Des profiteurs de crise

Une autre population propose son aide aux manifestants iraniens : les groupes de hackers mercenaires. Comme le groupe de renseignement connu sous le nom de Atlas, ils diffusent des informations volées au régime comme les cartes des futures opérations de la police, ou des listes d'arrestation. Mais souvent il faut payer pour obtenir la totalité des informations. Par exemple, Atlas demande 8 000 dollars américains pour la carte de toutes les opérations de la police. Il faut cependant noter que ce n'est pas un fait majoritaire, la plupart des hackers proposant gracieusement leur aide aux manifestants. Mais comme dans toute situation de crise, il y a des profiteurs.

Coupure d'internet

Les mollahs du régime iranien n'en sont pas à leur première manifestation massive, ils ont donc sortis de leur tiroir la réponse habituelle... couper Internet dans le pays. Déjà utilisée en 2019, cette technique avait permis d'empêcher les manifestants de communiquer entre eux et les forces de sécurité avaient pu réprimer plus facilement. Mais en l'espace de deux ans, les groupes d'opposition ont pu apprendre de leurs erreurs : la coupure a bien eu lieu mais n'a pas eu l'effet attendu, certaines applications comme Signal ayant en effet encouragé les manifestants à créer des serveurs proxy. Les Gardiens de la révolution se sont alors acharnés contre Signal mais ont laissé de côté P-telegram, l'application biélorusse. Résultat, les manifestants peuvent toujours se coordonner. Et les hackers en herbe peuvent toujours se former en ligne, pour ensuite utiliser leur savoir pour pirater les données du régime…

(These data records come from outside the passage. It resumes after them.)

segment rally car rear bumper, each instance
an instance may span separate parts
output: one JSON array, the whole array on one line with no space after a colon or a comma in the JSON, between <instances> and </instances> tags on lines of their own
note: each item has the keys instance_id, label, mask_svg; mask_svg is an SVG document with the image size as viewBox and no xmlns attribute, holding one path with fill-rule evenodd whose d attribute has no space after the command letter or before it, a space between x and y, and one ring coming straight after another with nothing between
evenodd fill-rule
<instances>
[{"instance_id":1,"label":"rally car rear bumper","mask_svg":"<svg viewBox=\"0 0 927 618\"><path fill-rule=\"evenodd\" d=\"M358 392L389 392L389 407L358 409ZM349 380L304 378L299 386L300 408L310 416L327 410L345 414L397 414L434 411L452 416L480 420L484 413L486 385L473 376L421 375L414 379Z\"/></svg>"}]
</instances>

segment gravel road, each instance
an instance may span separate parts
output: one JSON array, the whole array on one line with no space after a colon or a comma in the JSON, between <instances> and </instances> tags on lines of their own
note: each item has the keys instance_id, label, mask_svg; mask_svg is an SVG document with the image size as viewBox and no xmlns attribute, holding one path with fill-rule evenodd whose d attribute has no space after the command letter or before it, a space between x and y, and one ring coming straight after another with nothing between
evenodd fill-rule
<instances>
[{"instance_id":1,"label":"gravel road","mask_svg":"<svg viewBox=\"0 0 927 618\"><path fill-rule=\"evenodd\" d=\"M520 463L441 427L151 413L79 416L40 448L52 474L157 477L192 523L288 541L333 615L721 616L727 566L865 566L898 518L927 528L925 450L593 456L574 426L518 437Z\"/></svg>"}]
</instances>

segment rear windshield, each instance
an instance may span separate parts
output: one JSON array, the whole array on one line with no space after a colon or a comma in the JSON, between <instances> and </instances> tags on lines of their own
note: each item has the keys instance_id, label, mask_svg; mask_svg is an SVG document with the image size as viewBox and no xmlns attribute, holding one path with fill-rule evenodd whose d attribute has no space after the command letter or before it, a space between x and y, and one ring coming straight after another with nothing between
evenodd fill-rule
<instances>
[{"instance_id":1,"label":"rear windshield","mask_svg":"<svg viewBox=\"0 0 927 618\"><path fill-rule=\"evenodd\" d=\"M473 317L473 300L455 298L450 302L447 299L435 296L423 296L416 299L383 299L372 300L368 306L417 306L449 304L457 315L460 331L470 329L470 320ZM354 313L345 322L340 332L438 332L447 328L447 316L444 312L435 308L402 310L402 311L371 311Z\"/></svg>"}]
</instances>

Devant le pouvoir de nuisance des hackers, les Bassidji et les Gardiens de la révolution tentent de trouver "les bases" des "hacktivistes". Ces bases sont souvent des endroits exigus comme de petits appartements. On peut y trouver plusieurs ordinateurs, mais ce n'est pas le plus important. Les cœurs de ces bases sont les fameux serveurs proxy qui permettent aux hacktivistes de contourner la coupure internet créée par le régime. Si ce dernier arrive à les détruire, le black-out sur internet sera total. Et cela signera la victoire du régime comme en 2009 ou en 2019. C'est donc un jeu mortel du chat et de la souris qui se joue entre les hacktivistes et les gardiens de la révolution. Un jeu dont le prix est la liberté de la jeunesse iranienne ou la fin de la révolte et la reprise en main des centres urbains par les gardiens de la révolution.